Liputan6.com, Jakarta - Presiden Prabowo Subianto memimpin rapat penanganan bencana Nusa Tenggara Timur (NTT) di Yonif 834/WM, Kabupaten Nagekeo, Rabu (26/8/2026). Dalam rapat tersebut, disampaikan laporan kondisi terkini di NTT pascagempa, jumlah pengungsi, hingga penanganan warga terdampak.

"Yang terhormat Bapak Presiden, hari ini di posko penanganan bencana gempa bumi Nusa Tenggara Timur bertempat di Batalyon Teritorial Pembangunan Kabupaten Nagekeo telah hadir Menteri ESDM, Mendagri, Kapolri, Wakil Panglima TNI, beserta Forkopimda, Gubernur NTT, Kapolda, ada Bupati Nagekeo. Selanjutnya kepada Kepala BNPB akan menjelaskan singkat, dipersilakan," kata Sekretaris Kabinet (Seskab) Teddy Indra Wijaya membuka rapat, Rabu.

Kepala BNPB Suharyanto melaporkan, ada tujuh kabupaten di NTT yang terdampak gempa magnitudo (M) 7 beberapa waktu lalu, salah satunya Kabupaten Nagekeo.
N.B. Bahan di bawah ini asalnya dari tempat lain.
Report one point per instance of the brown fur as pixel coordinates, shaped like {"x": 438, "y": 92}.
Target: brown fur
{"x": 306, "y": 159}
Dia menyampaikan total jumlah gempa yang terjadi mencapai 7.259 kali dari 15 Agustus hingga Rabu siang.

"Kemudian kami laporkan data per siang ini, ini yang kemarin Bapak Presiden. Hari ini sebetulnya Bapak Kepala BMKG sudah punya data lagi. Ini kemarin saja datanya untuk gempanya 7.259 kali, Bapak Presiden," kata Suharyanto sebagaimana disiarkan di YouTube Sekretariat Presiden, Rabu.

Meski begitu, dia mengatakan sudah tidak ada gempa susulan bermagnitudo 7 seperti yang mengguncang NTT pada 15 Agustus 2026 lalu. Suharyanto menyebut jumlah gempa susulan M 6,2 di NTT sebanyak 143 kali sejak 15 Agustus.

"Tapi yang tidak ada lagi yang gempanya di atas 7,7. Ada gempa yang 6,2, ini dari Kepala BMKG nanti mungkin akan menjelaskan secara lebih rinci. Hanya gempa susulannya itu 142 kemarin, sekarang sudah 143 kali, Bapak Presiden, yang dirasakan oleh masyarakat, yang terasa," jelas dia.

"Dari hari ini?" tanya Prabowo.

"Dari mulai tanggal 15 sampai sekarang. Kalau hari ini hanya tinggal satu kali, kemarin Bapak Presiden," jawab Suharyanto.

 

 

Jumlah Korban Meninggal

Di sisi lain, Prabowo menerima laporan jumlah korban meninggal dunia akibat gempa NTT mencapai 105 orang per Rabu (26/8/2026). Mereka terdiri dari orang dewasa, anak-anak, hingga lansia.

"Kami laporkan yang sebetulnya terkena gempa langsung korbannya itu 48 orang, Bapak Presiden. Kemudian ada tambahan 57, ini ada datanya lengkap. Memang hasil dari operasi SAR yang dilakukan oleh Basarnas, kemudian dirawat di fasilitas-fasilitas kesehatan yang tidak selamat, kemudian juga ada yang trauma, ada yang lansia, ada anak-anak, sehingga menambah 57. Sehingga meninggal dunia sekarang 105 orang," tutur Suharyanto.